Somewhat surprised by this response, I asked for clarification. He said:
… the Attorney rang me the day before the announcement and advised me of it.
This hardly seems a satisfactory way to proceed on a matter which is so vitally important to the Indigenous community. These are matters about which there ought to have been wider consultation, and it is a disgrace that the government would seem, at least on the evidence the committee received, to have failed to undertake that kind of consultation. At the very least, one would have thought that the president of the tribunal would have had his views actively and extensively canvassed in relation to these reforms, but that was not done on this particular occasion.

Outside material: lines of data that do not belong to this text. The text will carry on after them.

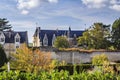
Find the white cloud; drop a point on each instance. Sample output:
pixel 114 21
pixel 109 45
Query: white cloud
pixel 25 5
pixel 24 12
pixel 112 4
pixel 28 4
pixel 53 1
pixel 95 3
pixel 115 7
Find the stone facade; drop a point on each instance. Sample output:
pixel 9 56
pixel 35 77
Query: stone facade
pixel 77 57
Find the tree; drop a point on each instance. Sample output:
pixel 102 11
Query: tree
pixel 116 33
pixel 61 42
pixel 4 24
pixel 95 37
pixel 31 61
pixel 3 58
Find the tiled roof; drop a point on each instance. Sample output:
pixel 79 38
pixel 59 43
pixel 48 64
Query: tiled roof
pixel 10 36
pixel 57 33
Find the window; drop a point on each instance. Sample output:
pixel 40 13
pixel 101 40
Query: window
pixel 17 40
pixel 2 39
pixel 17 46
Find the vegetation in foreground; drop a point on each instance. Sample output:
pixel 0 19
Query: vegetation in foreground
pixel 55 75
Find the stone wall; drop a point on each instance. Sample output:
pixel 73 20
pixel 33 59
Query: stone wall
pixel 77 57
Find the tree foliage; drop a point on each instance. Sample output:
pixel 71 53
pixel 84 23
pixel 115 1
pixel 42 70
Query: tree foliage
pixel 61 42
pixel 116 33
pixel 4 24
pixel 31 61
pixel 3 57
pixel 95 37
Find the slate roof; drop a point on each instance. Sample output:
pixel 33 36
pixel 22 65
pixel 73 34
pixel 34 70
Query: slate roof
pixel 10 36
pixel 58 33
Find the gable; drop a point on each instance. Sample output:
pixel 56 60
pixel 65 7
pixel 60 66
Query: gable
pixel 50 34
pixel 10 36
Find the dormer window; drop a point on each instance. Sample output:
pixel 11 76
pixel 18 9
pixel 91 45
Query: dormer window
pixel 17 39
pixel 2 38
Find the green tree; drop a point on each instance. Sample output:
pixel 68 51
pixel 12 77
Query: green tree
pixel 31 61
pixel 3 58
pixel 96 37
pixel 116 33
pixel 4 24
pixel 61 42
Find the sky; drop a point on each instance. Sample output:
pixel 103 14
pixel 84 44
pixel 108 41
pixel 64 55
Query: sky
pixel 26 15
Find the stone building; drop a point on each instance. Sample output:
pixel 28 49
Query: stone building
pixel 10 40
pixel 47 37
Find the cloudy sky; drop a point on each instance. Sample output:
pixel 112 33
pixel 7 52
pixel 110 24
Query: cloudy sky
pixel 52 14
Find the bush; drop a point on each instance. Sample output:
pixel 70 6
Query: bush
pixel 55 75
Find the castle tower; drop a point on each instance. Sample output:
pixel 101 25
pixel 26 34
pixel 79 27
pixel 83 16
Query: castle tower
pixel 36 39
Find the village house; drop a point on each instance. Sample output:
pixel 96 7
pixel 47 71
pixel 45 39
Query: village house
pixel 10 40
pixel 47 37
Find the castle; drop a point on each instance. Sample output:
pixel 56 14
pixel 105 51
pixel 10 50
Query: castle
pixel 10 40
pixel 47 37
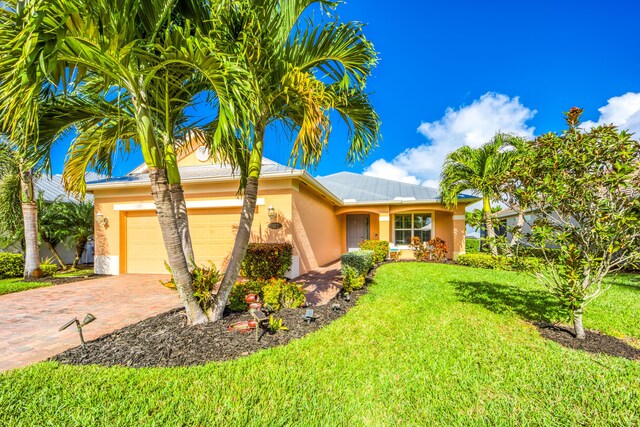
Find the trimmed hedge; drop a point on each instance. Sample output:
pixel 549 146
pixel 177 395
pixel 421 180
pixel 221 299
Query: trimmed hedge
pixel 380 249
pixel 361 261
pixel 11 265
pixel 472 246
pixel 499 262
pixel 278 293
pixel 267 260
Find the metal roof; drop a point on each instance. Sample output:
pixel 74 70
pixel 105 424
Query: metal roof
pixel 52 187
pixel 356 188
pixel 200 172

In summary, I hope these reforms work. I hope there is some improvement in the speed with which these matters are determined. There is an urgent need for there to be an increase in the speed of determinations, down from that five- to six-year period. My fear is that this is a rather ideological agenda that the government is imposing on the native tribunal system. They are amendments which have been imposed as a result of some view that exists within the government as to the best way to proceed rather than as a result of some serious and sober consideration of what actually is required to address this serious problem. The opposition will be watching the changes with great interest and hoping that they lead in the direction that the government anticipates. But from my perspective, I have a high degree of scepticism that it is going to achieve the results that are proposed.